Strategic partnerships: a good deal for CROs, or just a cost-cutting measure by big pharma?
Strategic partnerships with the top 20 pharma companies are what most sizable CROs dream of these days.
And recent moves in the market reflect just that, with mid-tier CROs either buying one another or being bought by investment groups almost every week. The strategy: get large enough that the big pharma companies can’t ignore you when it’s time to choose new strategic partners to which they will funnel the lion’s share of their studies.
Such partnerships are part of a movement among big pharma to restructure operations in an effort to show shareholders they can be efficient and profitable, according to John Kreger, a financial analyst with William Blair who has been scrutinizing the clinical research outsourcing space for almost 20 years.
“There’s a tremendous amount of cynicism among stockholders that internal R&D infrastructure is completely broken and dysfunctional and inefficient, and they put tremendous pressure on management to fix it and downsize,” he said. “The big 20 pharma companies have been almost in a state of panic about restructuring their model, and outsourcing is being seized upon as a great way to cut unnecessary R&D spending and get more efficient.”
Enter the strategic partnership agreement, in which a very small handful of CROs are chosen to do most, if not all, of a drug maker’s R&D work for a specific, usually long-term time frame.
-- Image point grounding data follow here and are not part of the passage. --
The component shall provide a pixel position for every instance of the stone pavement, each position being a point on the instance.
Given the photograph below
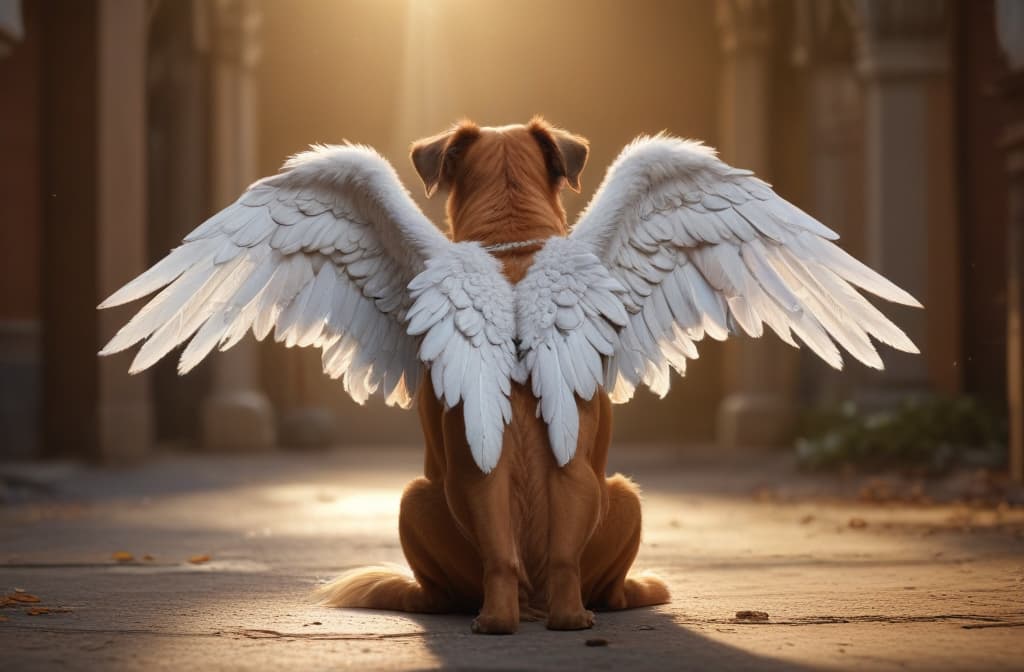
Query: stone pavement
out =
(846, 585)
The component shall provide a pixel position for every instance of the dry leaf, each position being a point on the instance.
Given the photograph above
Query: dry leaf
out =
(752, 616)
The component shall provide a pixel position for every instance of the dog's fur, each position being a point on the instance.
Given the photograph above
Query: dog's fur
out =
(529, 540)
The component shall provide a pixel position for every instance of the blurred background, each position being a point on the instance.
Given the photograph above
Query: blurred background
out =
(125, 123)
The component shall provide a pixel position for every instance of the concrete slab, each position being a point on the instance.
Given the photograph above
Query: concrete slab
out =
(847, 585)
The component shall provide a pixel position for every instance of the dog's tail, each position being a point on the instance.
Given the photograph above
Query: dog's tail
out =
(383, 587)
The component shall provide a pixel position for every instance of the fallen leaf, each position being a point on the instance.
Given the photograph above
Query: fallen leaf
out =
(756, 617)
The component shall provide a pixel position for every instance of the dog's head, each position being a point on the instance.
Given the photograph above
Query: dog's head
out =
(503, 182)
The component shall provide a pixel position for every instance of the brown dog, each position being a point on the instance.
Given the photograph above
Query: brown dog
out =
(530, 539)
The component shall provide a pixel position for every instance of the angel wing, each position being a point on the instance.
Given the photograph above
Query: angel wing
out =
(699, 247)
(333, 252)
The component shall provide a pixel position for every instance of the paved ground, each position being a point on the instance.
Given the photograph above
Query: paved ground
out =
(847, 585)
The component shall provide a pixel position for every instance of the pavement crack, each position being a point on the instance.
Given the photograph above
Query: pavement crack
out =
(274, 634)
(980, 620)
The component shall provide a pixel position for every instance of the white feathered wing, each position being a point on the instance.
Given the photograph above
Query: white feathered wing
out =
(324, 254)
(699, 247)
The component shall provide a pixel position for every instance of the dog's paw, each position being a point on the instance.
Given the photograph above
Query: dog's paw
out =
(486, 624)
(576, 621)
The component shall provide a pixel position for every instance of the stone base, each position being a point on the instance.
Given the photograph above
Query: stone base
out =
(871, 399)
(745, 420)
(240, 422)
(308, 428)
(125, 431)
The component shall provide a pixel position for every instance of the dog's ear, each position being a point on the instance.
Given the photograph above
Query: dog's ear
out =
(564, 153)
(434, 157)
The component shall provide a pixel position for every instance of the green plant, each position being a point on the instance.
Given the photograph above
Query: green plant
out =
(929, 435)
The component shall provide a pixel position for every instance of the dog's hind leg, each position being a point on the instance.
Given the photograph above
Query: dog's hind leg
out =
(574, 501)
(610, 553)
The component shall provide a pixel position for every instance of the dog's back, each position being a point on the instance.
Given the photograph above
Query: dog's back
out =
(525, 540)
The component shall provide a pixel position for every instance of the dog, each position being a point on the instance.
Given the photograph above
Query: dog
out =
(530, 540)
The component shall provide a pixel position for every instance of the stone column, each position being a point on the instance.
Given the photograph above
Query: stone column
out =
(759, 409)
(123, 404)
(238, 414)
(823, 52)
(903, 53)
(1010, 31)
The pharma company chooses the best CROs for the job(s), then works only with them. The CROs receive a steady stream of work.
But are these arrangements actually good for the CROs chosen? According to a report by William Blair analysts about Pfizer’s recently announced strategic partnerships with Parexel and Icon, during their ramp-up phase, these deals can actually impair CROs a bit.
“Given the size and complexity of the implementation, start-up costs and lack of near-term revenue as Pfizer transitions away from its broad list of other clinical CRO vendors, we would not be surprised if this award pressures [Parexel’s] and [Icon’s] margins in the short term,” the report said.
But once fully operational, the analysts predicted those particular deals should be profitable. The report estimated the agreement could increase Parexel’s revenue and earnings base by roughly 11% to 12%, and Icon’s base by 13% to 15%.
Still, some critics say these deals may seem like prizes but in reality they force the CRO to offer painfully deep discounts in exchange for a steady flow of work. August Troendle, co-founder, president and CEO of Medpace, is one such critic. Medpace, which just sold an 80% stake to CCMP Capital Advisors, does not jockey for strategic partnerships or preferred provider status with big pharma.
“Frankly, we don’t have to sit down at the table and talk about the 15% to 18% price reduction that a preferred provider has to do,” said Troendle. “I’d rather be getting the work that’s the exception to their preferred provider lists than to be on the preferred provider lists.”
Instead, he bucks the trend of CROs scrambling to buy one another and grow big enough to attract the attention of large sponsors. “All these companies line up to get revenue from large pharma, and it’s very compelling to them, but they pay a significant price. Look at INC and Kendle and PharmaNet—all of them will be left at the lower end of the majors and have tremendous difficulty getting on those lists, and at great price concessions, while having to integrate acquisitions.”
William Blair analysts alluded to such price concessions in their report on the Pfizer deals, saying, “... there are risks that go along with working with a sponsor with the purchasing muscle of Pfizer.”
Parexel now has four announced strategic partnerships, as well as some that are not public. Founder, president and CEO Josef von Rickenbach said the negative and the positive of these deals seem to even out.
“We’ve done comprehensive analyses on the quality and benefits of strategic partnerships, and for us it hasn’t worked out any worse than regular business from a profitability point of view,” he said. “I don’t believe these deals are going to have profitability issues. I also don’t believe they will boost your profitability miraculously. But they do really have a lot of cost advantages that normally wouldn’t be there. For instance, you don’t have to go through this bidding all the time, which is very expensive.”
Said Peter Gray, CEO of Icon—which also now has four public partnership deals in place as well as some that are not public—rendering these tight arrangements profitable can be done, it just takes effort, focus and patience.
“We believe the process of making these relationships work in a way that’s profitable takes time, but the whole premise behind these deals is that you align all your processes, and build and grow together, and the way you begin to interact soon enables CROs to be profitable and also allows the client to get good value for their money,” said Gray.
Those who criticize these deals just may be resentful about not being invited to the party, he added. “Perhaps there are some sour grapes involved. But they are failing to recognize that the pharma industry is seeking to transform itself, and you can either choose to be a part of that or you can stand on the sidelines and wail about it happening. We’ve chosen to get in the game.”
Said Kreger, more deals are definitely in the works. “This is the direction the industry is moving, and we’re still in the early innings; there are more pharma companies that don’t have these agreements than those that do,” he said.
Who might be next to choose CRO strategic partners? Amid wide speculation, Kreger said many are eyeing Merck, which, having bought Schering-Plough in 2009, now seems ripe for a strategic outsourcing marriage or two.